By SamOfSiam on 2/19/2007 8:45:27 PM , Rating: 2
Well, the benefit of Sirius is that the incorporate variable bitrate with their sat feed, so talk radio usually sounds like the 96Kbps quality mp3. However, Sirius claims that their music is at least 128Kbps, or even 192 (not sure which one).
When I do listen to music stations tho, I agree with you, it kind of sound less than 128.


RE: I agree somewhat...
By goku on 2/19/2007 10:10:11 PM , Rating: 2
Satellite radio really needs to fix their quality as HDradio is out now and is suppose to sound infinitely better.


RE: I agree somewhat...
By NoSoftwarePatents on 2/20/2007 2:16:42 AM , Rating: 2
Until the barrage of commercials goes away OR they increase the number of genres, the less-than-perfect quality of satellite radio is offset by the sheer variety. Also AFAIK, not that many new cars offer HD radio yet.

I live near San Francisco and some of the channels have already converted, but until certain issues are addressed, if ever, satellite will continue to add subscribers. Up to seven or even eight minutes of continuous commercials once an hour is, intolerable to me.

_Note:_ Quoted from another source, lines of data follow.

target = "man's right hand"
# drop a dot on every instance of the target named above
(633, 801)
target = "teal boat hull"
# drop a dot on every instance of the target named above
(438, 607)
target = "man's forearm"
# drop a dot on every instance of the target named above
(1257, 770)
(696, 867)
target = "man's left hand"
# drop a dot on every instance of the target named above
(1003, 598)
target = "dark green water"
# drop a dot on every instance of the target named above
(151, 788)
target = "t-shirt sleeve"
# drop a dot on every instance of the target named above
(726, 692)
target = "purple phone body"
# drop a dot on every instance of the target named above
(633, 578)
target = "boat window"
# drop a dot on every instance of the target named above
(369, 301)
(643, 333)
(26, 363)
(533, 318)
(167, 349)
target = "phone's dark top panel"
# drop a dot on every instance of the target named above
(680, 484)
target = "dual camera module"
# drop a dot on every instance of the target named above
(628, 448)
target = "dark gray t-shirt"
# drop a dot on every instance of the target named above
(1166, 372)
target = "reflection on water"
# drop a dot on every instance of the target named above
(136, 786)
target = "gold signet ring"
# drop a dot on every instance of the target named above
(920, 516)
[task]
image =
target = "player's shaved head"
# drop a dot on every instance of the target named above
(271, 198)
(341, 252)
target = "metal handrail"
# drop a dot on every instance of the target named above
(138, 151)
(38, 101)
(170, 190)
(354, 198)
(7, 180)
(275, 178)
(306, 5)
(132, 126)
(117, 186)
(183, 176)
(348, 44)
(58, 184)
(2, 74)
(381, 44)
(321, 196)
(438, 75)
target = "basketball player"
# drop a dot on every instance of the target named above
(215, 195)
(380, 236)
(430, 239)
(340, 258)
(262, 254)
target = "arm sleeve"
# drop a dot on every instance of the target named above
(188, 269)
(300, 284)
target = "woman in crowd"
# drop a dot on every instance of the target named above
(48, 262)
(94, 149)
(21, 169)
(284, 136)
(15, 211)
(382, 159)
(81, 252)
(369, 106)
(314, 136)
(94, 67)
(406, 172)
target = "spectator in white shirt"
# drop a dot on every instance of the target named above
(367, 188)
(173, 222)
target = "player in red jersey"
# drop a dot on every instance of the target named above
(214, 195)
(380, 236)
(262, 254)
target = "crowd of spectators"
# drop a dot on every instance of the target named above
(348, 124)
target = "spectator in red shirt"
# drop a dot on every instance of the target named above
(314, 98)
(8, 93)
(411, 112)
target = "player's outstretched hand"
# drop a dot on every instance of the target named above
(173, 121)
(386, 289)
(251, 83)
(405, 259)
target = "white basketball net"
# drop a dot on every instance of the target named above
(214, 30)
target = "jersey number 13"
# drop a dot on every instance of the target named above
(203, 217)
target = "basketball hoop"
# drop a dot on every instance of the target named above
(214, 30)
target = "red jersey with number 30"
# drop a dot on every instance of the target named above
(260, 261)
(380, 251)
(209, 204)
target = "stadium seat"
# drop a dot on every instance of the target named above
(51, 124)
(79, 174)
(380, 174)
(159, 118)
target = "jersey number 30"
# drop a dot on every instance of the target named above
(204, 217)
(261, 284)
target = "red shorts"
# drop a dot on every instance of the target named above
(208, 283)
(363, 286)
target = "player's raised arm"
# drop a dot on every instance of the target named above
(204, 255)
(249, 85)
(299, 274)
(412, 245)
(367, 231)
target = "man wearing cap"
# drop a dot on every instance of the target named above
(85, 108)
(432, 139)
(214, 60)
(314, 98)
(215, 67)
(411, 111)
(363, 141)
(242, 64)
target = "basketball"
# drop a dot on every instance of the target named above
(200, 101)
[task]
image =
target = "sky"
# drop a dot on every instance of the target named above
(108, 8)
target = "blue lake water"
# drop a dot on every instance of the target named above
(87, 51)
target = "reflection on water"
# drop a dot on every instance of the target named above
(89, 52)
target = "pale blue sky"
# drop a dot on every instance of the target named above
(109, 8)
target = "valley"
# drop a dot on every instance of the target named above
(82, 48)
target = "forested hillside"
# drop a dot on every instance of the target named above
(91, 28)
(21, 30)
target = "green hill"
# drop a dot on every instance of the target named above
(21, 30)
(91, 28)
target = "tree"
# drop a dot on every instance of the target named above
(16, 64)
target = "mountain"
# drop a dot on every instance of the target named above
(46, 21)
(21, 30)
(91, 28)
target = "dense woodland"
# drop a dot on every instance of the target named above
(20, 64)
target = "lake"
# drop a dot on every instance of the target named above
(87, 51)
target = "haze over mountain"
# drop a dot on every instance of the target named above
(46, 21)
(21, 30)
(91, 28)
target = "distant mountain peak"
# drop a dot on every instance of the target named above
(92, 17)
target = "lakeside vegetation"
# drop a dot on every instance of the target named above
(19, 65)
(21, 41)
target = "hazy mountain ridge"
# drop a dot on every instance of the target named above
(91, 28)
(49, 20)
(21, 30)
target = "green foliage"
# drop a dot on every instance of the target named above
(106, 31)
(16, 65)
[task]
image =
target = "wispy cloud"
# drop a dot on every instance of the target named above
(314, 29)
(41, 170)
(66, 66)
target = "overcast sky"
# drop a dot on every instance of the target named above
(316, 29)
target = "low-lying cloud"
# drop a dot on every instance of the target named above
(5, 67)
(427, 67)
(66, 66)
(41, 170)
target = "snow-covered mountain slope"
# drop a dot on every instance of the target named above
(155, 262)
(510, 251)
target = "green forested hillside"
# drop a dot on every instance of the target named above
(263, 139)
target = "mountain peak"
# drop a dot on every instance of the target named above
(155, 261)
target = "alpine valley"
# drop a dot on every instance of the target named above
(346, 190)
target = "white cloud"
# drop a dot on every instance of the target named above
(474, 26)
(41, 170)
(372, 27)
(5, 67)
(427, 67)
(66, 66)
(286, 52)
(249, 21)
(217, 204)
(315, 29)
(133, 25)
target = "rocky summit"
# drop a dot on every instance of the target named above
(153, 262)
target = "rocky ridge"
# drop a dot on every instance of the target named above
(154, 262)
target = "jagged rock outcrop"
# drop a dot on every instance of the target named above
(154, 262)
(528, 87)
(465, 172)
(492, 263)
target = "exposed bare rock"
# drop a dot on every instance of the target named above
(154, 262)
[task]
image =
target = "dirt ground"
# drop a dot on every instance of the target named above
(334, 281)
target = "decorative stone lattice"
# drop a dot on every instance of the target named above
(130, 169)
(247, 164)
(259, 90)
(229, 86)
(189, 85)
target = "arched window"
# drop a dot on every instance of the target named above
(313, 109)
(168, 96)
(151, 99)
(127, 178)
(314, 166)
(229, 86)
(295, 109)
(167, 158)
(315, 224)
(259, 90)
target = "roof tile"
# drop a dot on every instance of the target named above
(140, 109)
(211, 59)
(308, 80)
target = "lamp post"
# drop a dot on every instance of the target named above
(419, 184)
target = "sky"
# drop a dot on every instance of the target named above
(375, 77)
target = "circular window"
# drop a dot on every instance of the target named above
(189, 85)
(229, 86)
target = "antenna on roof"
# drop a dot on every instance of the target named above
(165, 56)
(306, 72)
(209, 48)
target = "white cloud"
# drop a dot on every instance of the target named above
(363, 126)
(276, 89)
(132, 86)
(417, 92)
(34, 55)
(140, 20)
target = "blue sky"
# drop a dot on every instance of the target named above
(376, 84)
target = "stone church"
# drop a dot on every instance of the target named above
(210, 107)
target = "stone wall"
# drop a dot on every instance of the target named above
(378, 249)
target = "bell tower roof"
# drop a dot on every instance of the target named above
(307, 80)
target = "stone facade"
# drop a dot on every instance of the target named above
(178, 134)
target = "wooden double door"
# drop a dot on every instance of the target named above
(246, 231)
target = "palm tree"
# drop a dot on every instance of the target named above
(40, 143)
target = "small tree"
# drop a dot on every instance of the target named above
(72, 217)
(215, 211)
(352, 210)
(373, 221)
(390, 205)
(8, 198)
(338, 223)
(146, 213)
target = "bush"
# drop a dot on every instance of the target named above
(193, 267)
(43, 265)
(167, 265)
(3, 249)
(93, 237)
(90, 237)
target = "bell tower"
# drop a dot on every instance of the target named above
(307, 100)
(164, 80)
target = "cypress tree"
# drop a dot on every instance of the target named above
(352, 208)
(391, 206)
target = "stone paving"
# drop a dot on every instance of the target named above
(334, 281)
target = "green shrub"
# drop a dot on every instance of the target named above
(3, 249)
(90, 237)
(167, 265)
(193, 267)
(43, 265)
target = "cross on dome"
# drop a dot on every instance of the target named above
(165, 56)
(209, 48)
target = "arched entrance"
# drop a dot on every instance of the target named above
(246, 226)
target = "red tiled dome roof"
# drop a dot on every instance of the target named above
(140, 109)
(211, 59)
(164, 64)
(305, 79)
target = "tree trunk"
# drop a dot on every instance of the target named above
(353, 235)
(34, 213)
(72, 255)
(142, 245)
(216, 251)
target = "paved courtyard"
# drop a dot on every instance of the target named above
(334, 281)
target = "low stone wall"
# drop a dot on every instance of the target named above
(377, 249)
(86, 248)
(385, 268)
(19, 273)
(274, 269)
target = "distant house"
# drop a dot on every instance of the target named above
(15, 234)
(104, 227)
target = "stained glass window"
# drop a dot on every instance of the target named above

The precise PACE of new subscribers though is unclear.


RE: I agree somewhat...
By Spivonious on 2/20/2007 12:33:35 PM , Rating: 2
I would much rather have one big block of commercials than a bunch of little blocks throughout the hour. When my favorite radio station goes to their commercials, I simply switch over to my second favorite station, which is usually playing music.


RE: I agree somewhat...
By sprockkets on 2/20/2007 11:17:12 PM , Rating: 2
HD radio also uses AAC, haven't heard actual samples of it yet.


RE: I agree somewhat...
By gotincon on 2/21/2007 12:15:23 AM , Rating: 2
HD radio sounds much better (almost CD'ish) than FM. AM and sat radio are about equal nowadays minus RF noise on AM. Sat radio is a POS in term of sound quality. Both services leave me digging my fingers in my ear as if theres cotton in them because of the non-existint high frequencies. Makes you feel like you have earplugs in.


RE: I agree somewhat...
By Heinrich on 2/20/2007 7:17:36 AM , Rating: 2
Ethel and Fred and XMU play far more variety than their counterparts like Alt Nation on Sirius. And where is Sirius' answer to XM's Fungus? You can't find it. Fungus is the reason I have 3 XM subscriptions personally. 1 for my XMPCR, one for my VW GTI and one for my rental cars.